Close your eyes.  Picture Sandy Hook Elementary school in Newtown, Connecticut.  We all have an image in our minds of innocent, white children in a quiet, middle class suburb being suddenly, and horrifically exposed to gun violence.  Now close your eyes again.  Picture the same scene, but this time the children are black.  What do you imagine our national reaction would be to this tragedy?

Now close your eyes again and picture 20 black children who have been exposed to gun violence all their lives being killed one by one in the cross-fire of all-too-familiar neighborhood violence in an inner-city setting over the course of three days.  What do you imagine our national reaction would be?  Wait.  We know what our national reaction would be, because this scene, like the first scene in Newtown, has actually happened.  It is happening right now, to approximately one child or teen EVERY THREE HOURS.  That means a Newtown EVERY 3 DAYS in America!

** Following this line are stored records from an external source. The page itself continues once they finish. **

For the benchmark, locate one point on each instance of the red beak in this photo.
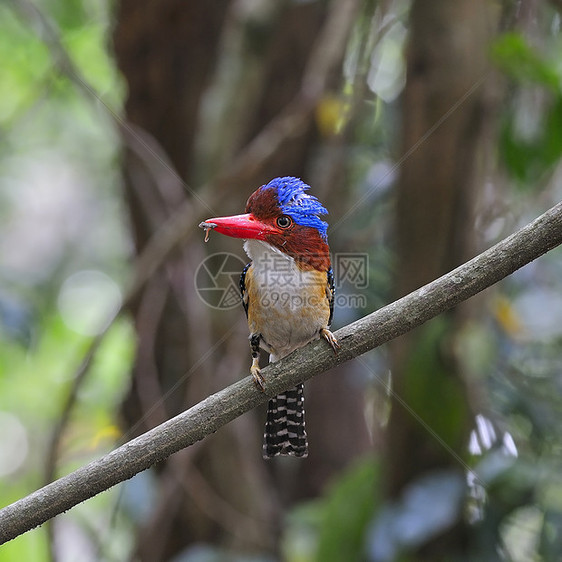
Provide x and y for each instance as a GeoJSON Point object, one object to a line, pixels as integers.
{"type": "Point", "coordinates": [239, 226]}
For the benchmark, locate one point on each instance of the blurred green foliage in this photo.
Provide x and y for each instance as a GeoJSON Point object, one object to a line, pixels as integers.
{"type": "Point", "coordinates": [530, 147]}
{"type": "Point", "coordinates": [58, 167]}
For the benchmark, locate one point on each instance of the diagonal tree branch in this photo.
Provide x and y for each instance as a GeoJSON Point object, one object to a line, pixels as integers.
{"type": "Point", "coordinates": [527, 244]}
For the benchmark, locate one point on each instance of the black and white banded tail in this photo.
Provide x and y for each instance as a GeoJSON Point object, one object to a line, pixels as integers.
{"type": "Point", "coordinates": [284, 428]}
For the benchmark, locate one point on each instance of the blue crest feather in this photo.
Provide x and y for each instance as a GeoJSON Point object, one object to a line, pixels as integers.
{"type": "Point", "coordinates": [303, 208]}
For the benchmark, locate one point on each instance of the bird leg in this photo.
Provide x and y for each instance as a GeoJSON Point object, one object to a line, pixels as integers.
{"type": "Point", "coordinates": [259, 381]}
{"type": "Point", "coordinates": [330, 338]}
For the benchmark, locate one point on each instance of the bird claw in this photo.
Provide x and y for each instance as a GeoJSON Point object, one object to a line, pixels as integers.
{"type": "Point", "coordinates": [259, 381]}
{"type": "Point", "coordinates": [331, 339]}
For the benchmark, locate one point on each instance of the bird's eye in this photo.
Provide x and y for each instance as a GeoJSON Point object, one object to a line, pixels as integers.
{"type": "Point", "coordinates": [284, 221]}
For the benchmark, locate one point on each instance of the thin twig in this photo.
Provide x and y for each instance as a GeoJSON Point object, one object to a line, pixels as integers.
{"type": "Point", "coordinates": [519, 249]}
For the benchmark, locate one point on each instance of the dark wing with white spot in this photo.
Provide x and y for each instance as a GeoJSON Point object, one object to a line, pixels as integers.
{"type": "Point", "coordinates": [331, 293]}
{"type": "Point", "coordinates": [243, 292]}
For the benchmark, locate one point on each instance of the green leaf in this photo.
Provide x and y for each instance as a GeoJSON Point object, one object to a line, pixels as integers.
{"type": "Point", "coordinates": [349, 507]}
{"type": "Point", "coordinates": [516, 58]}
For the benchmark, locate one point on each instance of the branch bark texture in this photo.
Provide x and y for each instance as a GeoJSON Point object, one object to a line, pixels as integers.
{"type": "Point", "coordinates": [399, 317]}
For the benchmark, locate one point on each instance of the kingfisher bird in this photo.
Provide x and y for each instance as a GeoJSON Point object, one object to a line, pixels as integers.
{"type": "Point", "coordinates": [287, 291]}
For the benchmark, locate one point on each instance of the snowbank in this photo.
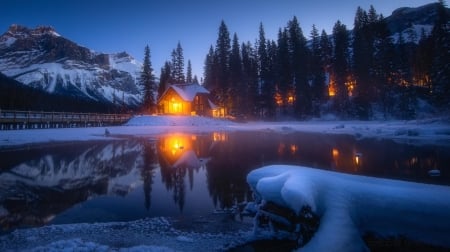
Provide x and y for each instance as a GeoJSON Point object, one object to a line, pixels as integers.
{"type": "Point", "coordinates": [152, 234]}
{"type": "Point", "coordinates": [177, 121]}
{"type": "Point", "coordinates": [350, 206]}
{"type": "Point", "coordinates": [411, 132]}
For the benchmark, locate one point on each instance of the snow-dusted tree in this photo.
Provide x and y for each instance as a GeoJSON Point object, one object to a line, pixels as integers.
{"type": "Point", "coordinates": [317, 72]}
{"type": "Point", "coordinates": [340, 66]}
{"type": "Point", "coordinates": [440, 72]}
{"type": "Point", "coordinates": [250, 78]}
{"type": "Point", "coordinates": [164, 79]}
{"type": "Point", "coordinates": [235, 90]}
{"type": "Point", "coordinates": [222, 64]}
{"type": "Point", "coordinates": [147, 80]}
{"type": "Point", "coordinates": [189, 72]}
{"type": "Point", "coordinates": [299, 61]}
{"type": "Point", "coordinates": [177, 65]}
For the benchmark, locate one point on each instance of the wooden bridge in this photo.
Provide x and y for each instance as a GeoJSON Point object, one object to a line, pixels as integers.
{"type": "Point", "coordinates": [13, 119]}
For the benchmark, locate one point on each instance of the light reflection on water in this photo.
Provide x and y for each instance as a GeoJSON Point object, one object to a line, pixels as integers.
{"type": "Point", "coordinates": [182, 175]}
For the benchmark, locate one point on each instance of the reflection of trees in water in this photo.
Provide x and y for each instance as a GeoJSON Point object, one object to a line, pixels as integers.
{"type": "Point", "coordinates": [230, 162]}
{"type": "Point", "coordinates": [173, 178]}
{"type": "Point", "coordinates": [150, 163]}
{"type": "Point", "coordinates": [55, 178]}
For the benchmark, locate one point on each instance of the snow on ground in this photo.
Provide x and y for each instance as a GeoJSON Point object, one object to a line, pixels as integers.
{"type": "Point", "coordinates": [152, 234]}
{"type": "Point", "coordinates": [431, 131]}
{"type": "Point", "coordinates": [349, 206]}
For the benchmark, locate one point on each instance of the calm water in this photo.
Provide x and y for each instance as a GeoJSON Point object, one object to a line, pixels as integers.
{"type": "Point", "coordinates": [182, 175]}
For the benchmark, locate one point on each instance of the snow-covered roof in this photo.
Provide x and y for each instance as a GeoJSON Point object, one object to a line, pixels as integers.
{"type": "Point", "coordinates": [212, 105]}
{"type": "Point", "coordinates": [188, 91]}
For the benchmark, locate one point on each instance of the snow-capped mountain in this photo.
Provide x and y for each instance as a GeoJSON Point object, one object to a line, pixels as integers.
{"type": "Point", "coordinates": [411, 22]}
{"type": "Point", "coordinates": [43, 59]}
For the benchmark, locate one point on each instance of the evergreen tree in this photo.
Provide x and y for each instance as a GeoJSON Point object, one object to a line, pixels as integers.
{"type": "Point", "coordinates": [384, 67]}
{"type": "Point", "coordinates": [299, 62]}
{"type": "Point", "coordinates": [189, 72]}
{"type": "Point", "coordinates": [178, 65]}
{"type": "Point", "coordinates": [326, 52]}
{"type": "Point", "coordinates": [250, 78]}
{"type": "Point", "coordinates": [236, 85]}
{"type": "Point", "coordinates": [164, 79]}
{"type": "Point", "coordinates": [340, 67]}
{"type": "Point", "coordinates": [222, 65]}
{"type": "Point", "coordinates": [440, 72]}
{"type": "Point", "coordinates": [285, 86]}
{"type": "Point", "coordinates": [317, 73]}
{"type": "Point", "coordinates": [265, 85]}
{"type": "Point", "coordinates": [148, 82]}
{"type": "Point", "coordinates": [210, 73]}
{"type": "Point", "coordinates": [195, 80]}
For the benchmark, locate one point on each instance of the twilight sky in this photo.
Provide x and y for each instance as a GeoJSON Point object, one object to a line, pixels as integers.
{"type": "Point", "coordinates": [128, 25]}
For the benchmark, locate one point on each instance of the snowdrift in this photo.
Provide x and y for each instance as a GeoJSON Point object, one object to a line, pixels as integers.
{"type": "Point", "coordinates": [350, 206]}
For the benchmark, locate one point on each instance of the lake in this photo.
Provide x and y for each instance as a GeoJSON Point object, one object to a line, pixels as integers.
{"type": "Point", "coordinates": [183, 175]}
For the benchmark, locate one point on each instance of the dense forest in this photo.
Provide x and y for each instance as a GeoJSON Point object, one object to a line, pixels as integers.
{"type": "Point", "coordinates": [364, 73]}
{"type": "Point", "coordinates": [351, 74]}
{"type": "Point", "coordinates": [16, 96]}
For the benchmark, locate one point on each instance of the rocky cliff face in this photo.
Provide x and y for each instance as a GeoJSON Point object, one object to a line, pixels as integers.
{"type": "Point", "coordinates": [43, 59]}
{"type": "Point", "coordinates": [411, 22]}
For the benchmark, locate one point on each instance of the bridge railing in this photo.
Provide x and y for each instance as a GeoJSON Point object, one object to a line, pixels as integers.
{"type": "Point", "coordinates": [16, 119]}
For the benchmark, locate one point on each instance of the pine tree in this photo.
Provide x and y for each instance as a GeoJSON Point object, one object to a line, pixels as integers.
{"type": "Point", "coordinates": [189, 72]}
{"type": "Point", "coordinates": [235, 91]}
{"type": "Point", "coordinates": [362, 63]}
{"type": "Point", "coordinates": [250, 78]}
{"type": "Point", "coordinates": [210, 73]}
{"type": "Point", "coordinates": [384, 66]}
{"type": "Point", "coordinates": [265, 85]}
{"type": "Point", "coordinates": [326, 52]}
{"type": "Point", "coordinates": [285, 86]}
{"type": "Point", "coordinates": [340, 67]}
{"type": "Point", "coordinates": [164, 79]}
{"type": "Point", "coordinates": [317, 71]}
{"type": "Point", "coordinates": [440, 72]}
{"type": "Point", "coordinates": [222, 65]}
{"type": "Point", "coordinates": [147, 80]}
{"type": "Point", "coordinates": [299, 62]}
{"type": "Point", "coordinates": [178, 65]}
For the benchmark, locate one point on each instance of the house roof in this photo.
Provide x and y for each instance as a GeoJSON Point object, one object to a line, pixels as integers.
{"type": "Point", "coordinates": [187, 92]}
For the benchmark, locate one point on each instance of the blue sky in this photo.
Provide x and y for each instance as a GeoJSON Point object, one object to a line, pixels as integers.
{"type": "Point", "coordinates": [128, 25]}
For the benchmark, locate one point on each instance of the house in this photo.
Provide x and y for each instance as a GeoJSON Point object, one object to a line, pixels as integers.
{"type": "Point", "coordinates": [187, 99]}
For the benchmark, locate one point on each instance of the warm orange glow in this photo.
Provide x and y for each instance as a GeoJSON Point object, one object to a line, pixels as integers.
{"type": "Point", "coordinates": [290, 99]}
{"type": "Point", "coordinates": [219, 136]}
{"type": "Point", "coordinates": [294, 148]}
{"type": "Point", "coordinates": [278, 99]}
{"type": "Point", "coordinates": [220, 112]}
{"type": "Point", "coordinates": [358, 159]}
{"type": "Point", "coordinates": [331, 91]}
{"type": "Point", "coordinates": [281, 148]}
{"type": "Point", "coordinates": [173, 146]}
{"type": "Point", "coordinates": [335, 153]}
{"type": "Point", "coordinates": [350, 84]}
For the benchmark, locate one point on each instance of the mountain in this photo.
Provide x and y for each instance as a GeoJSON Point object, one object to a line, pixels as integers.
{"type": "Point", "coordinates": [412, 21]}
{"type": "Point", "coordinates": [43, 59]}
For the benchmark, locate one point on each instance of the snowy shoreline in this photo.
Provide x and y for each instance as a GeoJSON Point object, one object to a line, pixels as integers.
{"type": "Point", "coordinates": [161, 234]}
{"type": "Point", "coordinates": [418, 132]}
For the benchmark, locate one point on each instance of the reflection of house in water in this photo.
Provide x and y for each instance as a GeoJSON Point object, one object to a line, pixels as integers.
{"type": "Point", "coordinates": [187, 151]}
{"type": "Point", "coordinates": [35, 190]}
{"type": "Point", "coordinates": [187, 99]}
{"type": "Point", "coordinates": [181, 155]}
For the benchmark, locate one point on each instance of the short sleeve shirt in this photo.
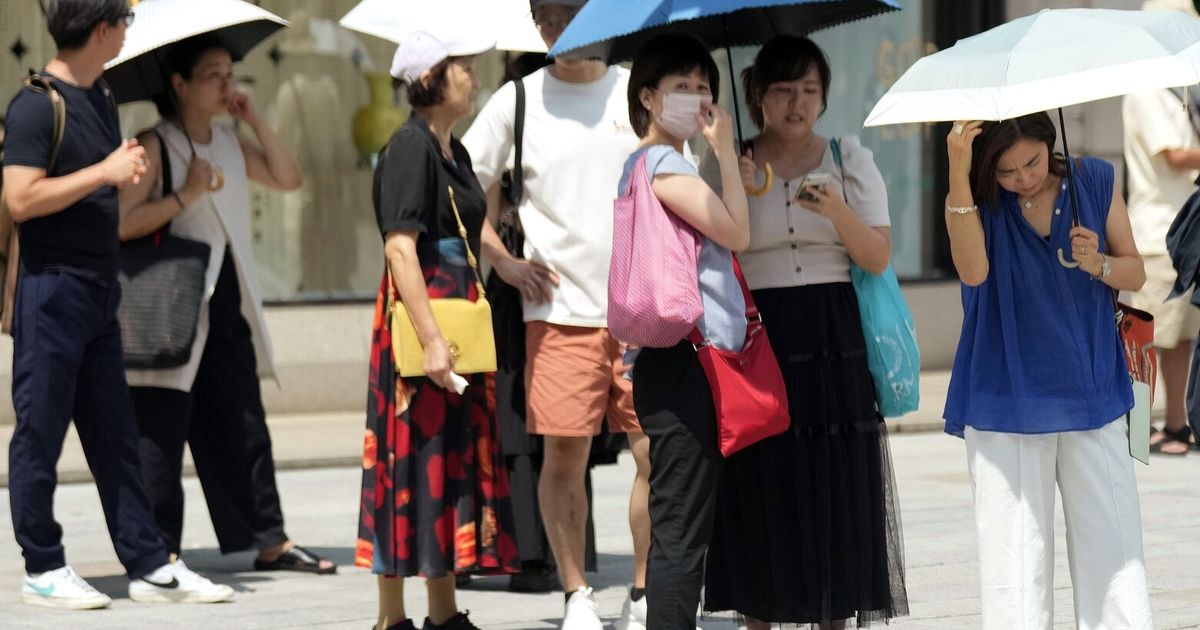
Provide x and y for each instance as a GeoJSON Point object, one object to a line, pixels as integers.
{"type": "Point", "coordinates": [411, 191]}
{"type": "Point", "coordinates": [82, 238]}
{"type": "Point", "coordinates": [724, 322]}
{"type": "Point", "coordinates": [1039, 351]}
{"type": "Point", "coordinates": [576, 137]}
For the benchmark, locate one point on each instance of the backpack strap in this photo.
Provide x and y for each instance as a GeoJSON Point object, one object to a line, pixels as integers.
{"type": "Point", "coordinates": [45, 84]}
{"type": "Point", "coordinates": [517, 178]}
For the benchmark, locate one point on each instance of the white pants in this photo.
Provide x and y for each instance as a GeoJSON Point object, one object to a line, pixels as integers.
{"type": "Point", "coordinates": [1013, 477]}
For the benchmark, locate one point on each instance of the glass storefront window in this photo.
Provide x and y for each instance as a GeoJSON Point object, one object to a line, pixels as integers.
{"type": "Point", "coordinates": [865, 59]}
{"type": "Point", "coordinates": [310, 81]}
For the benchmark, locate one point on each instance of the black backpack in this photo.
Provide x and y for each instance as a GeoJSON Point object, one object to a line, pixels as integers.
{"type": "Point", "coordinates": [10, 253]}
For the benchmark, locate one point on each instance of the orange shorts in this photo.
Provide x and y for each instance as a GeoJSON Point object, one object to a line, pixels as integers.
{"type": "Point", "coordinates": [573, 382]}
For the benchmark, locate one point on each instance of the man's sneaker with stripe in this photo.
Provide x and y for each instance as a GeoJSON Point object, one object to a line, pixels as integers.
{"type": "Point", "coordinates": [61, 588]}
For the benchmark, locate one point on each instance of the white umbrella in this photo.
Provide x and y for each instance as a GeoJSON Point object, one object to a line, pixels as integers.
{"type": "Point", "coordinates": [138, 71]}
{"type": "Point", "coordinates": [393, 19]}
{"type": "Point", "coordinates": [1051, 59]}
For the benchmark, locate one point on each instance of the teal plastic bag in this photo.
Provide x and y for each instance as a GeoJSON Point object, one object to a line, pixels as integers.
{"type": "Point", "coordinates": [892, 352]}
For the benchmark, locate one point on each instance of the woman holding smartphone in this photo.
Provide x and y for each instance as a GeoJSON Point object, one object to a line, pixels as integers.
{"type": "Point", "coordinates": [808, 527]}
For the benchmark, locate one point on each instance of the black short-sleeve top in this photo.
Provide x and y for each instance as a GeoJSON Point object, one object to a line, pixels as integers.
{"type": "Point", "coordinates": [81, 238]}
{"type": "Point", "coordinates": [411, 190]}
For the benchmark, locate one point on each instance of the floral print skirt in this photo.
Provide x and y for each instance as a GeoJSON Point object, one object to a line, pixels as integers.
{"type": "Point", "coordinates": [435, 491]}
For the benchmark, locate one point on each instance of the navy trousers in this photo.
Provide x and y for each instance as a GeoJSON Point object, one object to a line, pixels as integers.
{"type": "Point", "coordinates": [67, 364]}
{"type": "Point", "coordinates": [223, 420]}
{"type": "Point", "coordinates": [675, 407]}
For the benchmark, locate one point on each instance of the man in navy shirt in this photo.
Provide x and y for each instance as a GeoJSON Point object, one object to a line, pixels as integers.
{"type": "Point", "coordinates": [66, 342]}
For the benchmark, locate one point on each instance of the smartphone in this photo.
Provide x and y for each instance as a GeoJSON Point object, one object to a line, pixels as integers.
{"type": "Point", "coordinates": [813, 179]}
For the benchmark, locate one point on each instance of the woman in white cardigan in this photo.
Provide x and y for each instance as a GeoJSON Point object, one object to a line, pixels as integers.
{"type": "Point", "coordinates": [808, 527]}
{"type": "Point", "coordinates": [213, 402]}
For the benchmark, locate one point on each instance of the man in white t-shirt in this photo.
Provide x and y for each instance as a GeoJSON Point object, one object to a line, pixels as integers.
{"type": "Point", "coordinates": [1162, 153]}
{"type": "Point", "coordinates": [576, 138]}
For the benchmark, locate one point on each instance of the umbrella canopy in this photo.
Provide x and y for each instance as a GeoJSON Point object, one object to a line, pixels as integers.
{"type": "Point", "coordinates": [138, 72]}
{"type": "Point", "coordinates": [615, 30]}
{"type": "Point", "coordinates": [393, 19]}
{"type": "Point", "coordinates": [1051, 59]}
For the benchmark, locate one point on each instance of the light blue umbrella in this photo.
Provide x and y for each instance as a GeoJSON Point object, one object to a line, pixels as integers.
{"type": "Point", "coordinates": [615, 30]}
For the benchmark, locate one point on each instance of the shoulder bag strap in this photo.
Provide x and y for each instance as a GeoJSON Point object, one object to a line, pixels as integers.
{"type": "Point", "coordinates": [43, 84]}
{"type": "Point", "coordinates": [517, 178]}
{"type": "Point", "coordinates": [835, 149]}
{"type": "Point", "coordinates": [168, 184]}
{"type": "Point", "coordinates": [466, 244]}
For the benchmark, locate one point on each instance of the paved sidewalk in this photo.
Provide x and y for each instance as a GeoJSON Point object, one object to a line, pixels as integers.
{"type": "Point", "coordinates": [325, 439]}
{"type": "Point", "coordinates": [321, 507]}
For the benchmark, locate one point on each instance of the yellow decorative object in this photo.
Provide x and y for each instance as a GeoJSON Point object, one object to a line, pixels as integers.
{"type": "Point", "coordinates": [375, 121]}
{"type": "Point", "coordinates": [766, 184]}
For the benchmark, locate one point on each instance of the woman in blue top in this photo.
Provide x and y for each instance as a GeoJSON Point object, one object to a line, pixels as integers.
{"type": "Point", "coordinates": [1039, 387]}
{"type": "Point", "coordinates": [671, 89]}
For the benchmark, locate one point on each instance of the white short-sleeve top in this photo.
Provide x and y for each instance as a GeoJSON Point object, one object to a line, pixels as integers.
{"type": "Point", "coordinates": [791, 245]}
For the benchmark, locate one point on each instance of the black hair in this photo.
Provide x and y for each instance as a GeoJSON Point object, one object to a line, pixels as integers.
{"type": "Point", "coordinates": [421, 95]}
{"type": "Point", "coordinates": [1000, 137]}
{"type": "Point", "coordinates": [661, 57]}
{"type": "Point", "coordinates": [781, 59]}
{"type": "Point", "coordinates": [72, 22]}
{"type": "Point", "coordinates": [181, 59]}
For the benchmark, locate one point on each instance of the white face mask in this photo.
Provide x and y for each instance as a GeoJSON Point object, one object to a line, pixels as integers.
{"type": "Point", "coordinates": [679, 111]}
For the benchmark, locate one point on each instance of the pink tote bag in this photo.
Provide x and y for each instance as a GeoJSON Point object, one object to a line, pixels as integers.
{"type": "Point", "coordinates": [653, 285]}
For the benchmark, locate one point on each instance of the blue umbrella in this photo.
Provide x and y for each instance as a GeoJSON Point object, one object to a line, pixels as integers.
{"type": "Point", "coordinates": [615, 30]}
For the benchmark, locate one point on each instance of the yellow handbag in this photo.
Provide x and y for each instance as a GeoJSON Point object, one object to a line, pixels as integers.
{"type": "Point", "coordinates": [465, 324]}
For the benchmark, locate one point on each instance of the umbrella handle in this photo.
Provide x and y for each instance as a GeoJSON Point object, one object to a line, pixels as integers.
{"type": "Point", "coordinates": [1065, 262]}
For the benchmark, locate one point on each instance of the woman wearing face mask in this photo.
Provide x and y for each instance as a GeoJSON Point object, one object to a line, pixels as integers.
{"type": "Point", "coordinates": [671, 89]}
{"type": "Point", "coordinates": [213, 402]}
{"type": "Point", "coordinates": [808, 525]}
{"type": "Point", "coordinates": [1041, 388]}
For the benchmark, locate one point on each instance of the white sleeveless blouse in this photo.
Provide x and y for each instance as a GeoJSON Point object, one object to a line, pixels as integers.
{"type": "Point", "coordinates": [220, 219]}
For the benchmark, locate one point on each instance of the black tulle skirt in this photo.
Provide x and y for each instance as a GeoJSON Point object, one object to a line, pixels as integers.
{"type": "Point", "coordinates": [808, 522]}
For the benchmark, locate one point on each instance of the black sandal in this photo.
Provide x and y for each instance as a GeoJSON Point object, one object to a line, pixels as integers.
{"type": "Point", "coordinates": [1183, 436]}
{"type": "Point", "coordinates": [297, 559]}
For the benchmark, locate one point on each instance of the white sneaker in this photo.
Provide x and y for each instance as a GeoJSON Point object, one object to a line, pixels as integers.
{"type": "Point", "coordinates": [61, 588]}
{"type": "Point", "coordinates": [174, 582]}
{"type": "Point", "coordinates": [633, 613]}
{"type": "Point", "coordinates": [582, 611]}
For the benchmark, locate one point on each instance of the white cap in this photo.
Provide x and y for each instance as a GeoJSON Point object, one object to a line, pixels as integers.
{"type": "Point", "coordinates": [424, 48]}
{"type": "Point", "coordinates": [1186, 6]}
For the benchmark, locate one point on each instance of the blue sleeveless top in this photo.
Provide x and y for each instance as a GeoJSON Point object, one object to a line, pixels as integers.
{"type": "Point", "coordinates": [1039, 351]}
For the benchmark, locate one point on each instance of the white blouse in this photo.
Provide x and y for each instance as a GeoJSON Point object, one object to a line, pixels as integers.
{"type": "Point", "coordinates": [222, 220]}
{"type": "Point", "coordinates": [791, 245]}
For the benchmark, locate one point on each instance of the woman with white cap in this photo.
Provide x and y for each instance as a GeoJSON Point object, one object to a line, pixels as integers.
{"type": "Point", "coordinates": [432, 503]}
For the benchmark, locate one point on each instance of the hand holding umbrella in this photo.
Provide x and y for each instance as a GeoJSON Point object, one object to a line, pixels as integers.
{"type": "Point", "coordinates": [959, 147]}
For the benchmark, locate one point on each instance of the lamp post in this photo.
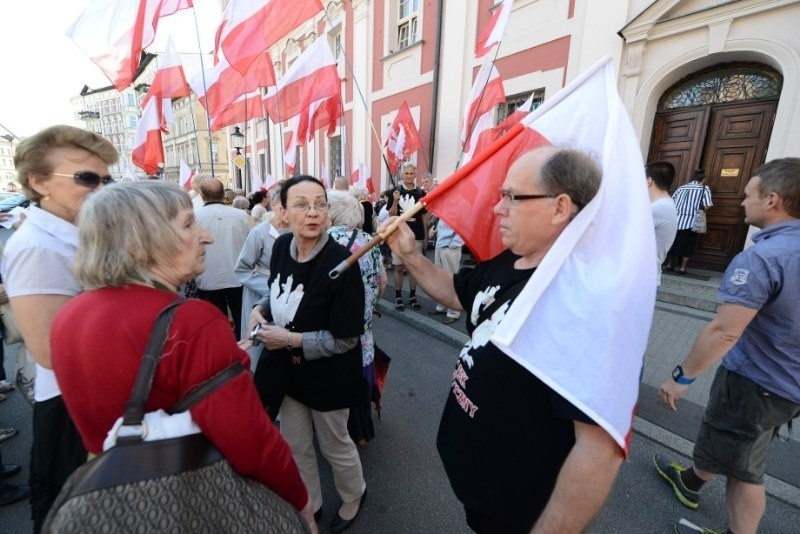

So what is our national reaction?  Our national reaction is nothing.  No media frenzy, no demands for better security, for arming principals, no calls for tighter gun control, no focus on mental health access, no conclusions that the world is a dangerous and cruel place, no tears from our half-black president, no frenzy of blogs, no discussions on listservs, no terrified white parents trembling as they drop their children off at school, no mental health professionals scurrying to assist grieving parents in explaining these events, no discussion of post-traumatic stress.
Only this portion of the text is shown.